Andy Bedinger

Replacing CloudFront with Cloudflare for a Blog Site

2/19/2022

Cloudflare explains how to serve static content from an S3 bucket in this article. They offer a free plan, which sounds appealing. There are some caveats with this approach, however:

  1. Cloudflare requires you to use their nameservers.
  2. The source S3 bucket must use static website hosting.
  3. The minimum TTL is two hours.

Cloudflare Requires You to Use Their Nameservers

If you are using the Cloudflare's free plan, then you have to use their nameservers to have them proxy content from your origin S3 bucket. Using your own nameservers is an option starting only with the Business plan ($200/mo).

On the other hand, Cloudflare's DNS is free, and Route53 is not. You pay $0.50/mo for each hosted zone on Route53. The domain I'm using costs $12/yr. Since this is a low traffic blog site, CloudFront costs nothing, and storage in S3 is basically free since the website is so small. So my yearly cost on AWS is $18, and on Cloudflare, it would be $12. In other words, this site is 50% more expensive to run on AWS than it would be on Cloudflare.

The Cloudflare Terraform provider allows for managing DNS records, so there is no obvious reason why, in my case, I couldn't switch off of Route53 and start using Cloudflare's nameservers.

Using an S3 Origin With Cloudflare Requires Static Website Hosting

When you're using CloudFront with S3, you don't have to use static website hosting. Without static website hosting, and if you have public access disabled, then how is CloudFront able to fetch content from S3? CloudFront is sending authenticated requests to the REST API for S3, using an origin access identity (OAI), defined as a "special CloudFront user." This allows you to ensure that no-one is able to access your origin other than CloudFront itself.

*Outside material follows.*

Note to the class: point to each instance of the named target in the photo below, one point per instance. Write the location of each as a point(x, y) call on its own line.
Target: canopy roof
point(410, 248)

Cloudflare doesn't use this method - it doesn't talk to the S3 REST API. Instead, it reverse proxies your site by communicating with your origin over HTTP. So how do you ensure that only your Cloudflare edge is able to talk to your origin? Cloudflare's recommended approach is to put a list of all of their IP addresses in your S3 bucket's bucket policy.

There are a few things I don't like about using Cloudflare with S3:

  1. You have to keep your S3 bucket policy up to date.
  2. Data transfer from S3 to Cloudflare is not free.
  3. Requests from Cloudflare are not necessarily requests from your Cloudflare edge.
  4. S3 static website endpoints do not support HTTPS.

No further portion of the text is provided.